Feature Interaction Importance

Feature Interaction Importance provides full transparency into interactions between all model's features, combined with the ability to sort, filter and rank these bi-variate interactions. The interactions are ranked by Importance Measure to zero in on the most important bi-variate interaction.

Generating data: If this is the first time the interaction importance data is being requested, the data need to be generated first by clicking the "Generate Interaction Data" button. The below prompt will come up:

In the above prompt, select the date range and enable/disable generation for live portion of the model - this will generate the data automatically for live model every time the model is re-trained, at the frequency that is pre-defined at setup.

Interpretation:

The screen can be presented in both a list and card view, ranked by the importance measures as shown below:

List View:

Showcases bi-variate feature interactions, ranked by Importance

Card View:

Showcases bi-variate feature interactions in an intuitive card view. Y axis represents the Buy/Sell signal strengths, first feature is plotted on X axis and dot color gradient from blue (low) to orange (high) represents the value of the second feature. 

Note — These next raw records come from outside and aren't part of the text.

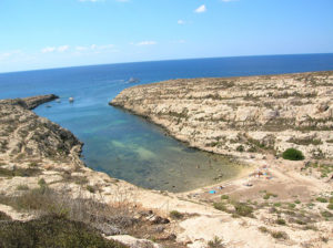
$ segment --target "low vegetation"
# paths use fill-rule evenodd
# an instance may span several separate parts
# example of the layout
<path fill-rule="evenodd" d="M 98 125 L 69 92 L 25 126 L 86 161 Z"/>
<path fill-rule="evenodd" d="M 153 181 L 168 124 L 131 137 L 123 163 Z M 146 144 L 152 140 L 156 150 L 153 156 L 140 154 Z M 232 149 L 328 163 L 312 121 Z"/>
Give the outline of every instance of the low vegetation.
<path fill-rule="evenodd" d="M 125 248 L 127 246 L 104 239 L 97 229 L 84 223 L 50 215 L 27 223 L 0 223 L 0 247 Z"/>
<path fill-rule="evenodd" d="M 173 219 L 182 219 L 184 215 L 179 213 L 178 210 L 172 210 L 170 211 L 170 217 Z"/>
<path fill-rule="evenodd" d="M 287 161 L 303 161 L 304 155 L 301 151 L 295 148 L 287 148 L 283 152 L 282 157 Z"/>

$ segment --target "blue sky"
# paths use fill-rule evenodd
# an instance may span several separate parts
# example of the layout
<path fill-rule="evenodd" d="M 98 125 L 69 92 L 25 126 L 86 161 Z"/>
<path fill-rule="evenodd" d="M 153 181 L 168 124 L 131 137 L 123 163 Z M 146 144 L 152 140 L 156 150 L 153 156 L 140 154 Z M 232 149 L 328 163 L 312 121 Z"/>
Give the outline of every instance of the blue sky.
<path fill-rule="evenodd" d="M 333 52 L 333 0 L 0 0 L 0 72 Z"/>

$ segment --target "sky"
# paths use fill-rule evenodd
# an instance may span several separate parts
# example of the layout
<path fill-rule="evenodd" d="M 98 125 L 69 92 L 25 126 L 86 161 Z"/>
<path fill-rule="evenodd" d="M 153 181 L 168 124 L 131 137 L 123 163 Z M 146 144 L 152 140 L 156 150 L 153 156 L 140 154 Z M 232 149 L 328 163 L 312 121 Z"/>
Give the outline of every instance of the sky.
<path fill-rule="evenodd" d="M 0 72 L 333 52 L 333 0 L 0 0 Z"/>

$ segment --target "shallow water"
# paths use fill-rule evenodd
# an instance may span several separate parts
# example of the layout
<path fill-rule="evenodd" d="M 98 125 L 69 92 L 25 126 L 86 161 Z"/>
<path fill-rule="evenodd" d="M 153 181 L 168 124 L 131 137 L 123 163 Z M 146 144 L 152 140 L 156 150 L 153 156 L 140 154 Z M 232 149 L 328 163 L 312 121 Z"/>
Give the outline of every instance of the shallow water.
<path fill-rule="evenodd" d="M 333 54 L 222 58 L 82 66 L 0 74 L 0 99 L 53 93 L 37 107 L 82 142 L 88 166 L 135 185 L 182 192 L 238 175 L 219 155 L 188 148 L 145 120 L 108 105 L 131 76 L 139 84 L 176 78 L 236 76 L 333 70 Z M 75 99 L 73 104 L 68 97 Z M 50 107 L 47 107 L 50 106 Z M 221 178 L 220 178 L 221 179 Z"/>

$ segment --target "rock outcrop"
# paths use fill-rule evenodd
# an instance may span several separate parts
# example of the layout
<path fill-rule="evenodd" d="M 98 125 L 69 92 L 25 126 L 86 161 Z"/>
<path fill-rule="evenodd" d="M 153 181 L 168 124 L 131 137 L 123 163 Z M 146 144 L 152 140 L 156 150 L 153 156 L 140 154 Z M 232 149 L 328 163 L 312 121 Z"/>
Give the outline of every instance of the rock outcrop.
<path fill-rule="evenodd" d="M 51 94 L 0 101 L 0 158 L 68 161 L 70 154 L 80 155 L 82 143 L 71 132 L 29 111 L 57 97 Z"/>
<path fill-rule="evenodd" d="M 294 147 L 333 157 L 333 72 L 171 80 L 110 102 L 163 126 L 190 146 L 242 157 Z"/>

The search bar at the top that can be used to narrow down the features to only the ones of interest. User can also filter by Transformation and Normalization. For example you can filter only Absolute values (Transformation) and Local Z-scores (Normalization). 

Lastly, the Importance Measure could be either the Maximum Absolute value or the Mean Absolute value, such as:

- mean takes the average absolute importance across all instances of those 2 feature combos
- max takes the maximum absolute importance
Therefor, in a series that had importance of [2, -7, 0, 0, 0, 0] the max score would be 7, and a mean score of wound be 1.5.
Mean best shows how the features are correlated and maximum focuses on outliers.

Interpreting two-factor interactions: clicking on each individual row or card will bring up a pop-out with detailed bi-variate chart.

The plot demonstrates how the two selected features interact in relation to Buy/Sell signal strength.

Using the plot above as an example - we are looking at an interaction between Analyst Expectations and Log Market Cap. Analyst Expectations are represented by the color scale on the right, Log Market Cap is plotted on the X axis and Buy/Sell signal on the Y axis.

The plot shows us that Analyst Expectations are somewhat weakly correlated with a Buy/Sell signal for high Market Cap companies, and there is less scatter, outcome are more uniform for high Market Cap stocks. However, high Analyst Expectations for smaller companies could actually be a Sell signal, while low expectations for small companies could generate a strong Buy.

Note: 

1) Axes can be swapped to get different perspective on the interactions.

2) Axes can be plotted based on Value or Percentiles, which normalizes factor values for potentially cleaner representation.

3) For binary variables (True / False) such as Sectors - value of 1 (bright orange) will represent True and 0 will be false.